Theresa pourrait disparaître et donner son successeur au Brexit – Assurance vie

La Première ministre britannique Theresa May a quitté vendredi le Parti conservateur pour ouvrir officiellement la course à sa succession. Son vainqueur a une tâche difficile et a échoué: le Brexit.

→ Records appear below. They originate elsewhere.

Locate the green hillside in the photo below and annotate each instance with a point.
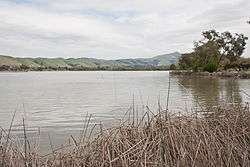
(12, 63)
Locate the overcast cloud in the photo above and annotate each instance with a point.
(112, 29)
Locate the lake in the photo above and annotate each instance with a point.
(58, 102)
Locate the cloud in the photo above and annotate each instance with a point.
(114, 29)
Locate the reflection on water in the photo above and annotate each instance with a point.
(56, 102)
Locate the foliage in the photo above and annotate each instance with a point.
(214, 50)
(172, 67)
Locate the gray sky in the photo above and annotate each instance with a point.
(113, 29)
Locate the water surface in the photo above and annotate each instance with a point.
(57, 102)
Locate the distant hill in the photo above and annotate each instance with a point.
(12, 63)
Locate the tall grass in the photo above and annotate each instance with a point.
(218, 137)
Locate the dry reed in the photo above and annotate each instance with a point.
(219, 137)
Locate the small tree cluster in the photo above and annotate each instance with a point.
(214, 50)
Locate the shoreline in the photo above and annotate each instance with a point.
(222, 74)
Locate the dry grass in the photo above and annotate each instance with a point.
(220, 138)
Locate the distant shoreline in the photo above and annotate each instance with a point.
(222, 74)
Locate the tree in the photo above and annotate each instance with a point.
(172, 67)
(214, 50)
(216, 47)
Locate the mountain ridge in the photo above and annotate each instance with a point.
(85, 63)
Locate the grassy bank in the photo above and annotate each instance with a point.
(217, 137)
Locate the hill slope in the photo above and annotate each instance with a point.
(12, 63)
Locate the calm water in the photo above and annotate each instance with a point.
(57, 102)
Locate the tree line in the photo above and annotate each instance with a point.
(216, 51)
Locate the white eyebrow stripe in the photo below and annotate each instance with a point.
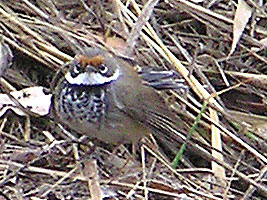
(92, 79)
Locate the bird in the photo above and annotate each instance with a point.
(104, 97)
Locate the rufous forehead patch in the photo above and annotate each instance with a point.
(93, 61)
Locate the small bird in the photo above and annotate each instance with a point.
(105, 98)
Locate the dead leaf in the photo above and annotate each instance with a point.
(242, 15)
(32, 98)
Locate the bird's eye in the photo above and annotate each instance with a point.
(77, 68)
(103, 69)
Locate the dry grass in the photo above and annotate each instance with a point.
(225, 155)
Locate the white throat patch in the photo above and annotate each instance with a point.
(92, 78)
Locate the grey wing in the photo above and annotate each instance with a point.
(160, 79)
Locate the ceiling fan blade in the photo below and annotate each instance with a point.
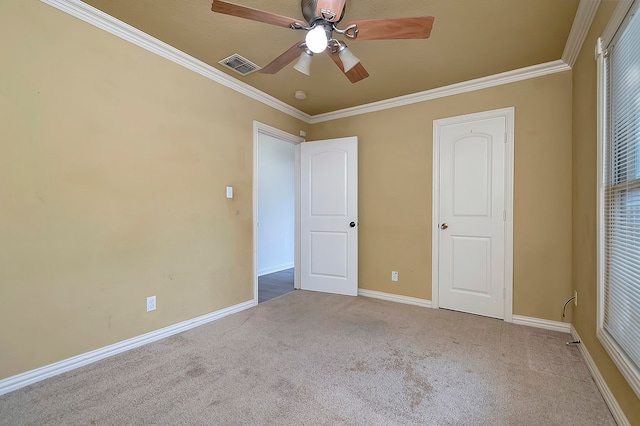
(227, 8)
(393, 28)
(334, 6)
(355, 74)
(283, 60)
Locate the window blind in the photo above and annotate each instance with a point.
(621, 244)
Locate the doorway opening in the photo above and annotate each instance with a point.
(275, 212)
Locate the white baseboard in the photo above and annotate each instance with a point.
(395, 298)
(542, 323)
(611, 401)
(24, 379)
(276, 268)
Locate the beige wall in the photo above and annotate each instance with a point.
(113, 167)
(584, 213)
(395, 189)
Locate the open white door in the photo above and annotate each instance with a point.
(329, 216)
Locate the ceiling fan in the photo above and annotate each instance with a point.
(322, 17)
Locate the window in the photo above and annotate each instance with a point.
(619, 204)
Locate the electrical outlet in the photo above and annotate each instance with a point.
(151, 303)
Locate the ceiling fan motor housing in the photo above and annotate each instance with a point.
(311, 13)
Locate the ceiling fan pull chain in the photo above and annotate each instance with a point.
(351, 31)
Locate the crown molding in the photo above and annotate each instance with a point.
(581, 23)
(454, 89)
(120, 29)
(126, 32)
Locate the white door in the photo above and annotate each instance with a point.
(329, 216)
(472, 216)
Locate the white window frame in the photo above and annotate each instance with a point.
(622, 361)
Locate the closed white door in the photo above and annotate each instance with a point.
(472, 215)
(329, 216)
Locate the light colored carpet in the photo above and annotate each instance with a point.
(310, 359)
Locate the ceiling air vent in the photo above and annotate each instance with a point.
(239, 64)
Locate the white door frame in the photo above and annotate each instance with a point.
(509, 114)
(280, 134)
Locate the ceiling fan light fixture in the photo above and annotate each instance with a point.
(349, 60)
(316, 39)
(304, 63)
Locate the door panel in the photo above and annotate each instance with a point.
(472, 204)
(328, 205)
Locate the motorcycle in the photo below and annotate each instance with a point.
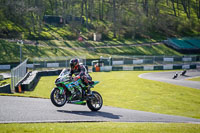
(68, 90)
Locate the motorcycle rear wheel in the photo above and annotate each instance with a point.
(95, 102)
(58, 99)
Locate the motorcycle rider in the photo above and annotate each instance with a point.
(81, 72)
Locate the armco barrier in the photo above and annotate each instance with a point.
(5, 89)
(31, 81)
(149, 67)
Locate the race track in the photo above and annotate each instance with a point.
(25, 110)
(180, 80)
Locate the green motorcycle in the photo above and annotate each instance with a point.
(75, 92)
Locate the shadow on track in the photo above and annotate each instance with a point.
(90, 113)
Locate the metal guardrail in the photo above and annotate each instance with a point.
(56, 62)
(17, 74)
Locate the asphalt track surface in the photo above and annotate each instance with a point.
(33, 110)
(180, 80)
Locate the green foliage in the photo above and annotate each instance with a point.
(195, 79)
(9, 51)
(134, 20)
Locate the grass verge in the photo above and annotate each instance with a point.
(107, 127)
(195, 79)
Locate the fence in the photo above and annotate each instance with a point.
(56, 62)
(156, 60)
(17, 74)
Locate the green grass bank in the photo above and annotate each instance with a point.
(125, 89)
(107, 127)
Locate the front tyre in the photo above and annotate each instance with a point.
(58, 99)
(95, 102)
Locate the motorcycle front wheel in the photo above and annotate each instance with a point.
(95, 102)
(58, 99)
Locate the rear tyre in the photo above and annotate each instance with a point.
(95, 102)
(58, 99)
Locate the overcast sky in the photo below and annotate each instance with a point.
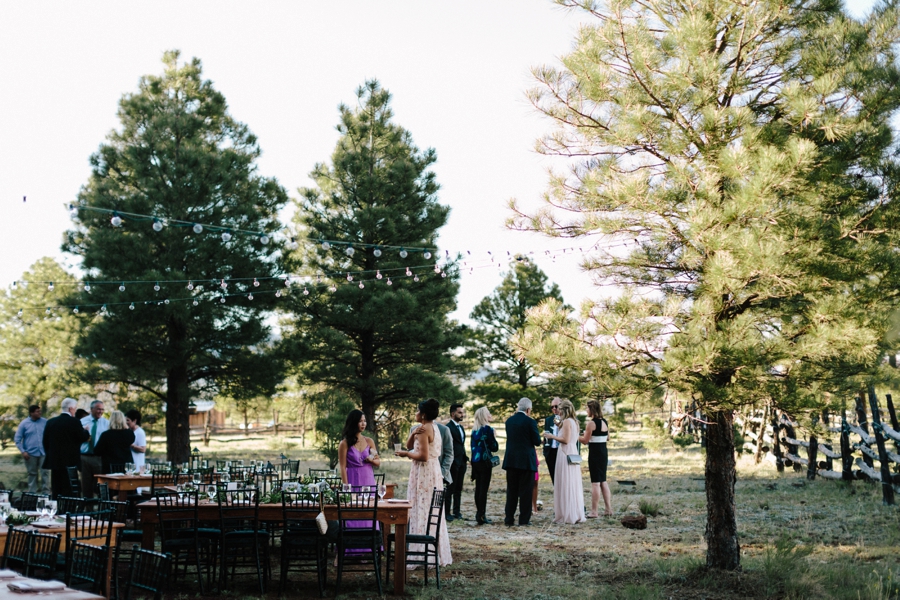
(457, 70)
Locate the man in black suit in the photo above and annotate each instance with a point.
(520, 462)
(63, 437)
(460, 460)
(551, 447)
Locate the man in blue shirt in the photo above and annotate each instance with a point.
(91, 464)
(29, 440)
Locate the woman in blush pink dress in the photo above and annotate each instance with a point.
(425, 475)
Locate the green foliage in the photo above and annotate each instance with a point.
(498, 317)
(179, 155)
(37, 362)
(384, 344)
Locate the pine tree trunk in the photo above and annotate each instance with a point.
(723, 550)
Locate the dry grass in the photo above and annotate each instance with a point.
(799, 539)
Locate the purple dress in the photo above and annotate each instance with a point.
(359, 472)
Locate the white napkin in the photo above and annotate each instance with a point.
(33, 585)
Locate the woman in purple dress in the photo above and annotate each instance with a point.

"Il est parti", a déclaré le Comité de 1922, responsable de l'organisation du parti conservateur.

Le même jour, Boris Johnson a été libéré de son éventuelle pierre d'achoppement lors de la compétition pour son héritage: la justice a poussé l'accusation à son encontre lors de la campagne référendaire sur le Brexit.

La montée en puissance du parti populaire du Nigel Farage au Brexit a rendu le départ de Mme May encore plus amer. Créé il y a quelques mois et ayant décidé de mettre fin à la représentation bilatérale au Royaume-Uni, ce groupe europhobe a recueilli 31,6% des voix à la fin du mois de mai. Et une entrée manquée de justesse au Parlement britannique jeudi dans un projet de loi faisant face à une main-d'œuvre qui a réussi à conserver son siège malgré un contexte local très défavorable: 29% des votes ont été remportés par le candidat Mike Greene seulement après le Parti travailliste Lisa Forbes (31%), avant conservateur, le troisième 21%.

Selon l'interviewer John Curtice, le Royaume-Uni est désormais la "deuxième planète politique" avec le parti du Brexit, qui est "une force de rupture majeure".

Afin de capturer les voix manquantes, Nigel Farage a déclaré à la BBC qu'il espérait que les électeurs conservateurs auraient un "vote tactique" pour pousser leur parti à éviter "de mettre fin à [Jeremy] Corbyn [le chef du Labour] gouvernement ".

séquence

Après sa démission des Tories, Theresa May reste en fonction jusqu'à ce que son successeur soit nommé conservateur à la fin du mois de juillet. Au Royaume-Uni, le poste de Premier ministre pour le chef du parti est d'office, avec une majorité suffisante au parlement.

Au cours des prochaines semaines, Theresa May continuera de travailler pour les citoyens de ce pays. En ce qui concerne le Brexit, le Premier ministre a souligné qu'il ne devrait pas développer davantage ce processus, mais son successeur ", a déclaré son porte-parole jeudi.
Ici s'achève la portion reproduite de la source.